Conversely, low scores for questioning and interpretation skills indicate potential areas for improvement. Identifying the reasons behind their lower performance and understanding their impact on EICS can provide valuable insights. It may be worth exploring strategies to enhance these skills or identifying any contextual factors that hinder their effectiveness.

The predictive power of the current model, based on the blindfolding test (Q2-index) [43], was determined to be 44% (Fig. 2). Since we have identified the seven factors in EICS as a fundamental need for HCPs, it is necessary to consider the importance of learning and applying these skills in their retraining programs. Unfortunately, no studies have conducted CFA to validate the EICS among HCPs. We cannot compare our findings with other studies. Nevertheless, the reliability findings of the EICS were consistent with most studies conducted in communication skill assessment [44]. Some studies demonstrated high internal consistency and test-retest reliability, while others raised concerns about specific items or subscales. In addition, the validity of ICS has been examined through its correlation with related measures, such as communication competence or social interaction skills [45].

Fig. 2
figure 2

The predictive power of the conceptual model using the Q2-index

ICS maintains a stable factor structure that can be reliably assessed using both EFA and CFA. The measurement invariance analysis further confirmed that the scale measures ICS consistently across cultures. Further evaluations of this model will be necessary to compare the results. EICS can be influenced by cultural factors such as language, belief systems, morality, and perspective. Additionally, personal and family characteristics can play a significant role in shaping EICS.

These results suggest that EICS is a helpful tool for assessing comprehensive HCPs in Iran.

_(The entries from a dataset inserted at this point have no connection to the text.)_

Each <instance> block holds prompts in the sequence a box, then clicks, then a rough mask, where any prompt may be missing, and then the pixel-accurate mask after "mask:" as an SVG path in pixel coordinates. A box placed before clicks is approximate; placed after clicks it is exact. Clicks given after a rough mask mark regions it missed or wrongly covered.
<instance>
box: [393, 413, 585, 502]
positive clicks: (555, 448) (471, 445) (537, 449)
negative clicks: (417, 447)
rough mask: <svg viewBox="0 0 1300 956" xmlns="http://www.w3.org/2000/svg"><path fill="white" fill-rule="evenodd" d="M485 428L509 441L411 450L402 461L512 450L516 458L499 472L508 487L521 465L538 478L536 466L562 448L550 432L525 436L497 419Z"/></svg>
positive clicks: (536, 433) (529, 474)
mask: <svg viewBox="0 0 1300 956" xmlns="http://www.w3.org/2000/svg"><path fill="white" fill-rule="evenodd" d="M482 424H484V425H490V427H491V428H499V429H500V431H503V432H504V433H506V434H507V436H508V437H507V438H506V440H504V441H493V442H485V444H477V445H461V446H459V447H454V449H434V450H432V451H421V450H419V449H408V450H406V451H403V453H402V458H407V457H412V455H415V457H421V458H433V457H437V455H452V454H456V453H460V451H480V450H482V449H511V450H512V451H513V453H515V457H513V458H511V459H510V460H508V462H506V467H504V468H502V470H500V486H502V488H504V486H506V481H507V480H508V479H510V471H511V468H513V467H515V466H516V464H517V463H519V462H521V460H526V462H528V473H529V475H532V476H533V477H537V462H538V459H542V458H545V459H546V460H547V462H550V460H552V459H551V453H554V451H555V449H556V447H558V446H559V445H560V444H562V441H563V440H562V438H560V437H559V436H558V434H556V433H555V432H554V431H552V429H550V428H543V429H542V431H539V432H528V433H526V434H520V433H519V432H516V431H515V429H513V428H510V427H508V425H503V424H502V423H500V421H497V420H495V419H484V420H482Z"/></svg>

A comprehensive validation process can be carried out with EICS, which started with this study and will continue. This validation process was rigorous, and it permits others to evaluate it in a variety of contexts.

Limitations of the study

There is a concern that the findings from the University of Medical Sciences in Iran cannot be generalized to other universities. In any study, generalizability depends on a variety of factors, such as the research design, the sample size, and the characteristics of the studied population. When interpreting the findings of any study, it is crucial to consider its context and limitations. This study highlights the limitations of self-report measures in accurately reflecting respondents’ experiences with their EICS. Alternative data collection methods are needed due to social desirability bias and inaccurate recall, which lead to unreliable data.

Conclusions

The psychometric properties of effective interpersonal communication skills, as evidenced by their reliability, conciseness, and validity, establish it as a valuable tool for them. Its utilization empowers Healthcare Professionals to make well-informed decisions regarding the health and treatment of their clients. This scale holds the potential to serve as a foundation for the development of educational programs within healthcare professional education. To evaluate this prospect, researchers may consider employing datasets sourced from diverse medical science universities globally.